Myeloid-Specific Deletion of Diacylglycerol Lipase α Inhibits Atherogenesis in ApoE-Deficient Mice.

BACKGROUND: The endocannabinoid 2-arachidonoylglycerol (2-AG) is a known modulator of inflammation. Despite its high concentration in vascular tissue, the role of 2-AG in atherogenesis has not yet been examined. METHODS: ApoE-deficient mice were sublethally irradiated and reconstituted with bone marrow from mice with a myeloid-specific knockout of the 2-AG synthesising enzyme diacylglycerol lipase α (Dagla) or control bone marrow with an intact 2-AG biosynthesis. After a cholesterol-rich diet for 8 weeks, plaque size and plaque morphology were examined in chimeric mice. Circulating inflammatory cells were assessed by flow cytometry.

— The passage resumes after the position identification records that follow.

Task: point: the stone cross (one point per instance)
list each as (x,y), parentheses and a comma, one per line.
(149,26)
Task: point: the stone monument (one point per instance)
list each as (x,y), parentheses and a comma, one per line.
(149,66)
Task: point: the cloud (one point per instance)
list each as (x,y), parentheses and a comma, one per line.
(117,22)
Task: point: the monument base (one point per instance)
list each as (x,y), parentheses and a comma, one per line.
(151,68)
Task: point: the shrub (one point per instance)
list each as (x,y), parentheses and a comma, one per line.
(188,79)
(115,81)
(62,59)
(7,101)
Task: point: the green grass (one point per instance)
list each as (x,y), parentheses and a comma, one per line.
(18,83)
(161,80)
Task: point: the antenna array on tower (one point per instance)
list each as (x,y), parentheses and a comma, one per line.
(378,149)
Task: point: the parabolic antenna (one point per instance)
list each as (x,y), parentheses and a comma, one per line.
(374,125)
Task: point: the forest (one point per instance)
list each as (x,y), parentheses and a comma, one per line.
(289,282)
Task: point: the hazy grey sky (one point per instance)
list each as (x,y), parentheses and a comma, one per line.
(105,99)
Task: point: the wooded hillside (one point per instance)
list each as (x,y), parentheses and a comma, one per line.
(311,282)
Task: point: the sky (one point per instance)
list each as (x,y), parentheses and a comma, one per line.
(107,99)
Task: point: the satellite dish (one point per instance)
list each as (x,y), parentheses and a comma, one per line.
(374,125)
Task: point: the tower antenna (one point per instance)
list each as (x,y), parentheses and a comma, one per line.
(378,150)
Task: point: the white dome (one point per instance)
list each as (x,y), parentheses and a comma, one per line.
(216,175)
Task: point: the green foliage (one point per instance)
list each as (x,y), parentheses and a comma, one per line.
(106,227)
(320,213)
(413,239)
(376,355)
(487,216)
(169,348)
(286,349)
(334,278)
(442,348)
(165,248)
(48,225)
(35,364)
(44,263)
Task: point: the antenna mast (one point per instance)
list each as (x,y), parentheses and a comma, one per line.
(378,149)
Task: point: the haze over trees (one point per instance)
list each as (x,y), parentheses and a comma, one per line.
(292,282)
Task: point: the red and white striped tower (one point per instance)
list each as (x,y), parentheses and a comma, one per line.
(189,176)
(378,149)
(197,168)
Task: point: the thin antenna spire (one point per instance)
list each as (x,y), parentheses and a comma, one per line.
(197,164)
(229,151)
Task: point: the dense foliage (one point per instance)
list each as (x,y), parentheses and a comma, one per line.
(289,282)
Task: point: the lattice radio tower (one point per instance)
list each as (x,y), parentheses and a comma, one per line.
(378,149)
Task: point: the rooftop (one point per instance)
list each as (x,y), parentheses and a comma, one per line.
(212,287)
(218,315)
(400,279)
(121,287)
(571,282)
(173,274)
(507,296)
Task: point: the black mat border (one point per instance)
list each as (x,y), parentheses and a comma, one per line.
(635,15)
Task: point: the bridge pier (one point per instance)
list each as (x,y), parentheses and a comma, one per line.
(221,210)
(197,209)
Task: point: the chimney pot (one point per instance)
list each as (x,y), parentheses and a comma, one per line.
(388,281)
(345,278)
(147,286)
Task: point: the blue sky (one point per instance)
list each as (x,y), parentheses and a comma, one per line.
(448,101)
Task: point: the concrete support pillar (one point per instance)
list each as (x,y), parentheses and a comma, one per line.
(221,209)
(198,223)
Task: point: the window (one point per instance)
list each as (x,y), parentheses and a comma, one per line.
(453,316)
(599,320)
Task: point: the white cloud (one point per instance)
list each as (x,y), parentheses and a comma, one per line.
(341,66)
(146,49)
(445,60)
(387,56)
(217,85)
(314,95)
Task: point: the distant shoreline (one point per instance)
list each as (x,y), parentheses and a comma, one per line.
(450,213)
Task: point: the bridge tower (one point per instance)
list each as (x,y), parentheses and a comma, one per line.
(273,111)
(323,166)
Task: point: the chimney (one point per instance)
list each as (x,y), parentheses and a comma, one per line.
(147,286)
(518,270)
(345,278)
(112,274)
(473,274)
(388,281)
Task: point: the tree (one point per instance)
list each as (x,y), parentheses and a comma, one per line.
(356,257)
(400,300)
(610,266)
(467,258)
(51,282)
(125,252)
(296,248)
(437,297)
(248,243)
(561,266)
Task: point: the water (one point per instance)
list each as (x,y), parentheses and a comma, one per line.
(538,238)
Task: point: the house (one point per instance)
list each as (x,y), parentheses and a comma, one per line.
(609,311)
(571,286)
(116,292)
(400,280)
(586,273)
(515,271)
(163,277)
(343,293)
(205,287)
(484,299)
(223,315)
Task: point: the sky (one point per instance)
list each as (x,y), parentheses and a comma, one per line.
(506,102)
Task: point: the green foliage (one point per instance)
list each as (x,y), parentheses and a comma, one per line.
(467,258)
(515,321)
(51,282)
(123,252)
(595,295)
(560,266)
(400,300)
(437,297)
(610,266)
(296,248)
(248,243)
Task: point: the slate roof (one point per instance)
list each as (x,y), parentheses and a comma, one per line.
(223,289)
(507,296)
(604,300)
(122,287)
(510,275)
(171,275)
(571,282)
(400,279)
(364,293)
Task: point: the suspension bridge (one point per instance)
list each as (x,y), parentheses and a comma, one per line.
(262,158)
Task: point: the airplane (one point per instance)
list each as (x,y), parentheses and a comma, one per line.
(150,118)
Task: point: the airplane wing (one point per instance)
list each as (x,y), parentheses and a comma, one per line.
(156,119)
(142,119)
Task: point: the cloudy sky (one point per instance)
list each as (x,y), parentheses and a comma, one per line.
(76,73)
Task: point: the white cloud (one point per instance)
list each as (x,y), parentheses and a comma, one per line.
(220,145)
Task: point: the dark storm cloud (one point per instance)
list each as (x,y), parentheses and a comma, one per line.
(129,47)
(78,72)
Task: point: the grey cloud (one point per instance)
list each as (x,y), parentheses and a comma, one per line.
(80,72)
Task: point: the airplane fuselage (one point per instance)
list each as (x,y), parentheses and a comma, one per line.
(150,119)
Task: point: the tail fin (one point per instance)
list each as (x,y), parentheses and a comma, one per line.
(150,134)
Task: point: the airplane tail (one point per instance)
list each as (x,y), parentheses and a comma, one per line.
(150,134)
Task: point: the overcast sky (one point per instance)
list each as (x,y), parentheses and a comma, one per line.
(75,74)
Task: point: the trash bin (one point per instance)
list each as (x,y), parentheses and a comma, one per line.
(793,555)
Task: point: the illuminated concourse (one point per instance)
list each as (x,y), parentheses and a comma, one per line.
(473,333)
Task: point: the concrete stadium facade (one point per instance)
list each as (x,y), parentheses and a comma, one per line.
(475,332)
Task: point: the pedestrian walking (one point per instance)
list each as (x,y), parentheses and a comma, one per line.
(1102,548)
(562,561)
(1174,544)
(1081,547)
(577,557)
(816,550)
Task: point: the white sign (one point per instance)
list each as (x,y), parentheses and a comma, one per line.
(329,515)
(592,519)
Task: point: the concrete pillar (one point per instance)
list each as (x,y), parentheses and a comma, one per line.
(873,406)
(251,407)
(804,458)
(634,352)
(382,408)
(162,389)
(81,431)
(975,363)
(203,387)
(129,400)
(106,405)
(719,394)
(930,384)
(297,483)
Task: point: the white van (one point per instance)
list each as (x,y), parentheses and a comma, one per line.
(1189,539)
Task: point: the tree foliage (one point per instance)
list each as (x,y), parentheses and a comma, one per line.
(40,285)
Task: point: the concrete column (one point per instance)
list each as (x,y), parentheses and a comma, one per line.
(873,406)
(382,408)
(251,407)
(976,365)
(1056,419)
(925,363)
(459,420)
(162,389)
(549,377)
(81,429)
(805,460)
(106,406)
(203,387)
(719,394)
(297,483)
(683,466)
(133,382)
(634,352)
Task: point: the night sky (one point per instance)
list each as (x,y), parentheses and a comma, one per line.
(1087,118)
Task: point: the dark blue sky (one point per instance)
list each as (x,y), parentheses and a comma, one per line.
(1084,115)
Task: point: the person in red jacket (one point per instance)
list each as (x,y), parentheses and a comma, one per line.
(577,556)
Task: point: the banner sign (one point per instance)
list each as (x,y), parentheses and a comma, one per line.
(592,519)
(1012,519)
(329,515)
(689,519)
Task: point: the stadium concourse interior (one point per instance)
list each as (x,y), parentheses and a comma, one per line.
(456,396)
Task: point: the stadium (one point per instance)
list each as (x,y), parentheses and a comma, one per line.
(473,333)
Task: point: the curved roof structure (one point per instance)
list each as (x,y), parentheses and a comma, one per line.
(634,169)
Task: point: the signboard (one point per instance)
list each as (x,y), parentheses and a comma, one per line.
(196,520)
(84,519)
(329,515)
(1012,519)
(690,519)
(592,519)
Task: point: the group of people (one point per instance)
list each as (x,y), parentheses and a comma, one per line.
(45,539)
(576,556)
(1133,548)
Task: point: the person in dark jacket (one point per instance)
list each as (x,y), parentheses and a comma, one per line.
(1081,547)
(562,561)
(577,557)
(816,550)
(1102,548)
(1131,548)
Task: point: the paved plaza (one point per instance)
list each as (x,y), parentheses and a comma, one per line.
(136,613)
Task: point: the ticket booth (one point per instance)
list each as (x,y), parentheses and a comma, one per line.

Aortic tissue and plasma levels of endocannabinoids were measured using liquid chromatography-multiple reaction monitoring. RESULTS: Mice with Dagla-deficient bone marrow and circulating myeloid cells showed a significantly reduced plaque burden compared to controls. The reduction in plaque size was accompanied by a significantly diminished accumulation of both neutrophil granulocytes and macrophages in atherosclerotic lesions of Dagla-deficient mice. Moreover, CB2 expression and the amount of oxidised LDL within atherosclerotic lesions was significantly reduced. FACS analyses revealed that levels of circulating inflammatory cells were unaltered in Dagla-deficient mice. CONCLUSIONS: Myeloid synthesis of the endocannabinoid 2-AG appears to promote vascular inflammation and atherogenesis. Thus, myeloid-specific disruption of 2-AG synthesis may represent a potential novel therapeutic strategy against atherosclerosis.